Fibre Channel Abort - could an application/OS cause it?

Jeff7181

Lifer
Aug 21, 2002
18,368
11
81
Every now and then we get a notification about an abort on our fibre channel network. It's rarely more than one, if it's ever been more than one.

I was told this is usually a physical layer issue - data getting corrupted on the wire... or... in the tube, in this case since I'm talking fibre channel.

I'm wondering if anyone has ever seen this caused by an application, driver or OS layer event. I ask because our DBAs occasionally see an alert from SQL Server about being unable to perform IO for 15 seconds. These events last nanoseconds... so I find it hard to believe that its the cause. I'm wondering if it could be an application, driver or OS layer issue with a buffer getting full or something and finally crapping out and sending a corrupt chunk of data to the FC network.
 

Brovane

Diamond Member
Dec 18, 2001
6,390
2,581
136
I have never seen this on or FC networks. Is the error on the FC switch?
 

Jeff7181

Lifer
Aug 21, 2002
18,368
11
81
The abort is being reported by a FC monitoring device we have from Virtual Instruments which is actually a hardware tap... splits off 30% of the light, lets us see what's happening at the physical layer, even digs into the SCSI and FC protocol and gives us data like this, and also real latency rather than just what our SAN reports.
 

Jeff7181

Lifer
Aug 21, 2002
18,368
11
81
We have a work request submitted to clean the cable ends and ports during our next maintenance window as VI has told us that these type of errors are usually dirty optics or kinked cables. I just find it hard to believe that there's been this one abort in the past 6-9 months and it's due to dirty optics AND that it caused a 15 second delay in IO. I'm thinking it sounds more likely that a driver or something at the software layer was having issues for a while and finally crapped the bed and sent malformed data, which was seen as a corrupt bit or something at the physical protocol so an abort was requested, accepted and then everything moved on.

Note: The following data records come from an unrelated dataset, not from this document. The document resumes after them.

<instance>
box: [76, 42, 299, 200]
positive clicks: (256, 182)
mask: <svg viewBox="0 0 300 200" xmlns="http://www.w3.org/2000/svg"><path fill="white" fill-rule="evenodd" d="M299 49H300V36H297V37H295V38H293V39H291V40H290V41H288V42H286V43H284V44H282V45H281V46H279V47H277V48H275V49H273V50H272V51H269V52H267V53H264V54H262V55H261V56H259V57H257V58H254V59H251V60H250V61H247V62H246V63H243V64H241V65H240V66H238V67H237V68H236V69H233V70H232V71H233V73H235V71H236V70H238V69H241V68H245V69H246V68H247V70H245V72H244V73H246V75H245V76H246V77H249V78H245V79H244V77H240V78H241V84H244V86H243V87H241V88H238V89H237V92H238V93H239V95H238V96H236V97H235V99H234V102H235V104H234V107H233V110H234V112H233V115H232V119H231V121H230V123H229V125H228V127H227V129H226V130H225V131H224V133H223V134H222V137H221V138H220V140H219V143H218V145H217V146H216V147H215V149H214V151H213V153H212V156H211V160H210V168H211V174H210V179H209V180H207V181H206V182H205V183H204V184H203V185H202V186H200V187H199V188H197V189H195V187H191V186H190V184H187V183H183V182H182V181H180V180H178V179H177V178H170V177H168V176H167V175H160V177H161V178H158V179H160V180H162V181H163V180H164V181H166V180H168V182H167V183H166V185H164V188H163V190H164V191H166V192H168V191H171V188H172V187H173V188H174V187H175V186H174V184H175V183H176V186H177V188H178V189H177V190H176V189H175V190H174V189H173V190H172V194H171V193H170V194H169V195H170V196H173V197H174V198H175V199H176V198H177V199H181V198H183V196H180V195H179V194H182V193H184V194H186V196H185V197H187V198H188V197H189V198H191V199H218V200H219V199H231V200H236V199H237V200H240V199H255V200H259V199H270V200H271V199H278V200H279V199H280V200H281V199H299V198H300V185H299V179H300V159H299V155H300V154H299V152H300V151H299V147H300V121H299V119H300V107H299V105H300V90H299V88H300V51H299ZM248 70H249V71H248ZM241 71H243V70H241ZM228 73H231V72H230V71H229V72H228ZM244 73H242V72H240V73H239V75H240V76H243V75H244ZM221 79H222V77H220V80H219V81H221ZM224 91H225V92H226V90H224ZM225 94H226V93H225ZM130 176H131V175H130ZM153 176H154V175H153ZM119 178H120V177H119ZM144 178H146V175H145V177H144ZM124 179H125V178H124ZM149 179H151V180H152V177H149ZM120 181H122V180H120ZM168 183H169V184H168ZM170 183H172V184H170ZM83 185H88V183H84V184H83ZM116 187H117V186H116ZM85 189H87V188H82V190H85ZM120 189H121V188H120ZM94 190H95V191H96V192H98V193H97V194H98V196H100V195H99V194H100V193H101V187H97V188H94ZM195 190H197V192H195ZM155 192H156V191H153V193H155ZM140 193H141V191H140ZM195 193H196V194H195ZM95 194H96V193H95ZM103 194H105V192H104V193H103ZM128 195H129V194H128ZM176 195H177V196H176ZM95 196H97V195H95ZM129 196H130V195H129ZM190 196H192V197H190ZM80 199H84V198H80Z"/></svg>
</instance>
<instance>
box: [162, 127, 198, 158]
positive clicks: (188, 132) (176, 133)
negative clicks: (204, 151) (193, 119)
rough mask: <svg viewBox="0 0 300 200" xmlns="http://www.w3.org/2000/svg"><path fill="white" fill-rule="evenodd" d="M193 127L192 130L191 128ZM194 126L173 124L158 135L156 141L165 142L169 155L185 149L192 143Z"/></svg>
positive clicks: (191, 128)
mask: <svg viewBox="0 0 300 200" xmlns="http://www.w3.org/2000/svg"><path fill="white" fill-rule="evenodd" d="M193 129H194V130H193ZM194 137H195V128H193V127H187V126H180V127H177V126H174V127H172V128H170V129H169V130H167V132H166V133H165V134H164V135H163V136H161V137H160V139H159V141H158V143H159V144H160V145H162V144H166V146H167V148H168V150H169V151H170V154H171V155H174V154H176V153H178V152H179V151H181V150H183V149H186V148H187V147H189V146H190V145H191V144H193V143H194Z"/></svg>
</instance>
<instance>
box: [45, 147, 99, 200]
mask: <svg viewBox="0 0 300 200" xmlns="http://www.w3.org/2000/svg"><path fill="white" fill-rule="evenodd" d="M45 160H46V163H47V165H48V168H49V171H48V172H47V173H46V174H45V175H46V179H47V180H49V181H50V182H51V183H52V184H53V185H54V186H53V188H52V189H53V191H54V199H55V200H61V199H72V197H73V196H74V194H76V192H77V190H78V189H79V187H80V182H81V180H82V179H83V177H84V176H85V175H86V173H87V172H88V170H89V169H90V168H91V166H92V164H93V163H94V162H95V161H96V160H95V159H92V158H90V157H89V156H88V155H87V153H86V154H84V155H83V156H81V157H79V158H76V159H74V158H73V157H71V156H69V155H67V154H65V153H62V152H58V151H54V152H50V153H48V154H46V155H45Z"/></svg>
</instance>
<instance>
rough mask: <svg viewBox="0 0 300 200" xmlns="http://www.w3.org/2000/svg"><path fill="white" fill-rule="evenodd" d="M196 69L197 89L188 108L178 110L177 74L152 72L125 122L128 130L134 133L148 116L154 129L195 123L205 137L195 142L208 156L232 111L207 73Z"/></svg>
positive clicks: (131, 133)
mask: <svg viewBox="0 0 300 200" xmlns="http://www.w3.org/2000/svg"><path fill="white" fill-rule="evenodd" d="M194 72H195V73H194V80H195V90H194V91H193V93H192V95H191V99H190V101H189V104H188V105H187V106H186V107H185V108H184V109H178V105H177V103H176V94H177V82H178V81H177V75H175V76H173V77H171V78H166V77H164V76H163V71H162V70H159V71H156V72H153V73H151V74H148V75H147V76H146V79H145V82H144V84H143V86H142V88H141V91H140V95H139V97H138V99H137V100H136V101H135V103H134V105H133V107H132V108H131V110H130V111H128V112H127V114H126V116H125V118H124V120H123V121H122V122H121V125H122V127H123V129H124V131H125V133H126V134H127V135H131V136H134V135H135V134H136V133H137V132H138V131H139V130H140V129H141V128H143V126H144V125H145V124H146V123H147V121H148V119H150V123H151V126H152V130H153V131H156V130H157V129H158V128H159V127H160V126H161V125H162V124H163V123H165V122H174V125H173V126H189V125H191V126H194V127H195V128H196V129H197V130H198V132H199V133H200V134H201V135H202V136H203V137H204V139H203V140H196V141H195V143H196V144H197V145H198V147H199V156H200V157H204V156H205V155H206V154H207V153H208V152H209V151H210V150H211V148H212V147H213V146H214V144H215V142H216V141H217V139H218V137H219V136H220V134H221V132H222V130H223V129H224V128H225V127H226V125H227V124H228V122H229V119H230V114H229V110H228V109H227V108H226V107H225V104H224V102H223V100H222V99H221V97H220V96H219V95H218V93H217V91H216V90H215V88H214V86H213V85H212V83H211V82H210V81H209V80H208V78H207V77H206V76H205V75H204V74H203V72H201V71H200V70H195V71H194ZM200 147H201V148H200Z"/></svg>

According to this same monitoring tool, there was no increase in latency at this time, no decrease in latency and no change in IOPS. It was pretty steady at 1-2ms and IIRC 200-300 IOPS on this one link.
 

Brovane

Diamond Member
Dec 18, 2001
6,390
2,581
136
We have a work request submitted to clean the cable ends and ports during our next maintenance window as VI has told us that these type of errors are usually dirty optics or kinked cables. I just find it hard to believe that there's been this one abort in the past 6-9 months and it's due to dirty optics AND that it caused a 15 second delay in IO. I'm thinking it sounds more likely that a driver or something at the software layer was having issues for a while and finally crapped the bed and sent malformed data, which was seen as a corrupt bit or something at the physical protocol so an abort was requested, accepted and then everything moved on.

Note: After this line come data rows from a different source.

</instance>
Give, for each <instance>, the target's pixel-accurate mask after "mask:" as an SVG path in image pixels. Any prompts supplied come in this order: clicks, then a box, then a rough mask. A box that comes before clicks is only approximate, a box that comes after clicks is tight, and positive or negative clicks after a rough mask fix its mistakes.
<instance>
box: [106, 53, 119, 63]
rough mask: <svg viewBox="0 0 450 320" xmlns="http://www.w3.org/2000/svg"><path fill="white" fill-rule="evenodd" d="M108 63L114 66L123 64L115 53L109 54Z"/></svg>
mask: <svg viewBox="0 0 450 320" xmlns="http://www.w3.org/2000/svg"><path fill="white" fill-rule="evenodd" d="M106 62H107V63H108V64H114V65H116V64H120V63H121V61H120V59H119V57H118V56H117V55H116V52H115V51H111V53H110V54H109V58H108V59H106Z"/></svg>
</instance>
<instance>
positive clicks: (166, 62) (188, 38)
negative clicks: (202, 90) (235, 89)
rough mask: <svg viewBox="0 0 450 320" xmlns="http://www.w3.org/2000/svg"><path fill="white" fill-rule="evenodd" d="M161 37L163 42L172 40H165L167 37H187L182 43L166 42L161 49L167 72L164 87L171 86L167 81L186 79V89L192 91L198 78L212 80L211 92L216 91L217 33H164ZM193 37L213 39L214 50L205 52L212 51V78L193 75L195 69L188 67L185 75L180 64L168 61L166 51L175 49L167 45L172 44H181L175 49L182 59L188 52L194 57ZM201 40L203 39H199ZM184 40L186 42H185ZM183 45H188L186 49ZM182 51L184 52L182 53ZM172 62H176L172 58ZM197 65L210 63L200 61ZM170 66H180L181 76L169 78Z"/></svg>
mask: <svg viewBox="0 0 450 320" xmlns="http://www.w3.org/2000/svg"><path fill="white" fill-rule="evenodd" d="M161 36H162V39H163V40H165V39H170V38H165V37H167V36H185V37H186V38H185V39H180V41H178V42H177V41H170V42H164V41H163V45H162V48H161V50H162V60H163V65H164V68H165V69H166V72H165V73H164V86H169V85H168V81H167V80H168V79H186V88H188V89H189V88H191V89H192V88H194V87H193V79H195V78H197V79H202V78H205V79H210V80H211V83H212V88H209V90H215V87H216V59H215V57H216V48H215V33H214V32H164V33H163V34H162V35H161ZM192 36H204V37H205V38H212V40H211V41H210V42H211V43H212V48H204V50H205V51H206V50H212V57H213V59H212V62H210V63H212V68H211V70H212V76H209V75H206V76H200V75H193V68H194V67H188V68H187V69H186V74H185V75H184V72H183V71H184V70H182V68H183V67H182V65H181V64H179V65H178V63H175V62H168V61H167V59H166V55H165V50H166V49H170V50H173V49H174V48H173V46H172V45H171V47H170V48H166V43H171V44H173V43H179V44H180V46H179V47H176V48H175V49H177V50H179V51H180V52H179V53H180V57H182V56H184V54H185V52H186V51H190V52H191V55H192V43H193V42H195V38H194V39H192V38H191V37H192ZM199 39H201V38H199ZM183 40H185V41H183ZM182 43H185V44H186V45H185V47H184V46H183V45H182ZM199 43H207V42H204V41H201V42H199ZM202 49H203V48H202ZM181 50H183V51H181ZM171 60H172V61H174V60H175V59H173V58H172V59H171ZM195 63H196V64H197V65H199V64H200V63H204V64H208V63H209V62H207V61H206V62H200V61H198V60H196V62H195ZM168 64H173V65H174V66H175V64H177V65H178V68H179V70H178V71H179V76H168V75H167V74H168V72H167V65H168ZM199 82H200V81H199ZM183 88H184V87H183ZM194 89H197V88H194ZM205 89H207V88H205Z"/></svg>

According to this same monitoring tool, there was no increase in latency at this time, no decrease in latency and no change in IOPS. It was pretty steady at 1-2ms and IIRC 200-300 IOPS on this one link.

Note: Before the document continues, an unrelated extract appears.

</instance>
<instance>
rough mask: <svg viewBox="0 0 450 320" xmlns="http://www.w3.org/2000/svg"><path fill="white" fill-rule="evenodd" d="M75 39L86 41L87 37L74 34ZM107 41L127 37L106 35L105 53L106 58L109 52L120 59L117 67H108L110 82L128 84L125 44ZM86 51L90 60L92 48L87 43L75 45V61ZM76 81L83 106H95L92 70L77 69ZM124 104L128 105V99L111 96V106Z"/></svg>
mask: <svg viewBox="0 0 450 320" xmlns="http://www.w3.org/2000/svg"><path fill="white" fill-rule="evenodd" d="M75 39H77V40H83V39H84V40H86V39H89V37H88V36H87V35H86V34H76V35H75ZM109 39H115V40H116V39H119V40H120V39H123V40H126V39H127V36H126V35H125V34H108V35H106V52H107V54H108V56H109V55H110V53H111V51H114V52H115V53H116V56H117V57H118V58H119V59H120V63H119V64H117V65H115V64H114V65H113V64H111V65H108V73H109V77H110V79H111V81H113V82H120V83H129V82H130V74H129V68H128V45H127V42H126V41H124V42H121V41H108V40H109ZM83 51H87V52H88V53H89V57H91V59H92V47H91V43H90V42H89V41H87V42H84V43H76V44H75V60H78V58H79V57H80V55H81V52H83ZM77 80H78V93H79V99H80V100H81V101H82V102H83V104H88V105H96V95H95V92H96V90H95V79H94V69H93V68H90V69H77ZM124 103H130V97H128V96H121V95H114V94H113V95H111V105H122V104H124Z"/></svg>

Have you checked your HBA Driver/Firmware versions and see if you are out of date?
 

Jeff7181

Lifer
Aug 21, 2002
18,368
11
81
Have you checked your HBA Driver/Firmware versions and see if you are out of date?

On the particular server which experienced the abort I was referencing this time, yes, everything is up to date.

I could contact support and begin the troubleshooting process after cleaning the optics and whatnot, but I'm actually more interested in anecdotal experiences - has anyone ever seen an abort on an FC network that was not caused by a physical issue (ie. dirty optics, kinked cable, etc.)?